One of the reasons why the team was interested in this new sample was to look more deeply into the relationship between Europeans and Asians and to ask what role Neandertal and Denisovan interbreeding might have played.
Comparing the newly-reconstructed DNA sequence from the 40,000 year old bones, they found they were looking at an individual who also was descended from Neandertals, pretty much the way Europeans and Asians are today. And they also learned that this individual showed no evidence of Denisovan interbreeding.
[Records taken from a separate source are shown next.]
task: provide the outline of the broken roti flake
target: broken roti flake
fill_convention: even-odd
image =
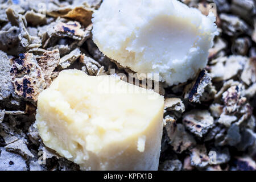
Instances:
[[[27,171],[26,159],[19,154],[0,147],[0,171]]]
[[[247,85],[256,82],[256,57],[251,57],[247,61],[241,78]]]
[[[0,51],[0,100],[6,98],[13,92],[14,88],[11,84],[10,75],[11,65],[7,55]]]
[[[58,65],[60,60],[59,49],[54,49],[52,51],[46,51],[42,56],[37,59],[38,64],[44,74],[47,87],[52,82],[51,75]]]
[[[224,102],[224,110],[226,113],[237,111],[240,106],[246,101],[246,98],[242,96],[243,86],[242,84],[230,87],[222,94],[222,100]]]
[[[247,60],[246,57],[240,55],[219,57],[212,61],[216,63],[210,67],[210,76],[214,81],[230,79],[242,70]]]
[[[76,7],[62,17],[69,18],[80,22],[85,27],[92,23],[93,9],[84,7]]]
[[[183,113],[185,111],[185,106],[179,98],[167,98],[164,100],[164,110]]]
[[[205,69],[202,70],[199,74],[195,82],[188,93],[185,94],[185,98],[188,98],[191,102],[200,103],[200,97],[202,96],[205,87],[210,84],[211,78]]]
[[[209,164],[209,156],[204,145],[197,145],[191,150],[191,165],[202,168]]]
[[[237,157],[236,159],[237,170],[256,171],[256,163],[249,156]]]
[[[85,66],[82,67],[82,71],[86,73],[87,75],[96,76],[100,71],[101,65],[93,59],[85,55],[82,55],[80,57],[80,62]]]
[[[64,23],[59,22],[53,27],[53,35],[59,37],[69,37],[81,40],[85,36],[85,32],[82,29],[78,22]]]
[[[208,110],[193,110],[184,115],[183,123],[191,133],[202,137],[213,127],[214,119]]]
[[[33,54],[20,54],[19,58],[14,60],[10,73],[15,93],[26,99],[36,101],[46,84]]]
[[[177,124],[174,129],[167,129],[167,131],[171,140],[170,144],[176,153],[180,154],[196,143],[193,136],[187,132],[181,123]]]
[[[81,56],[81,51],[79,48],[71,51],[69,53],[65,55],[60,59],[59,65],[62,68],[65,69],[70,66],[74,61]]]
What this means, they suggest, is that 40,000 years ago, an early version of anatomically modern Eurasians lived in China, near Beijing. While this human community was very much like the humans moving into Europe at about the same time, these two lineages were beginning a process of divergence.
On the basis of additional comparisons, the team concluded that the early-modern human community in China 40,000 about years ago was closely related to today’s Native Americans.
The report is also significant because it shows the power of new approaches to DNA extraction and sequencing. In their raw form, the samples extracted from the bones contained mostly DNA from microorganisms. In fact the human DNA was less than one-tenth of one percent of the total DNA. Even so, researchers were able to establish reliable human sequences, suitable for comparison with other human genomes.
What does that mean? At the very least, it means that many more discoveries like this lie ahead. The new technology means that old findings take on new significance.
The research appears online January 22, 2013, in the Proceedings of National Academy of Sciences, as "DNA analysis of an early modern human from Tianyuan Cave, China."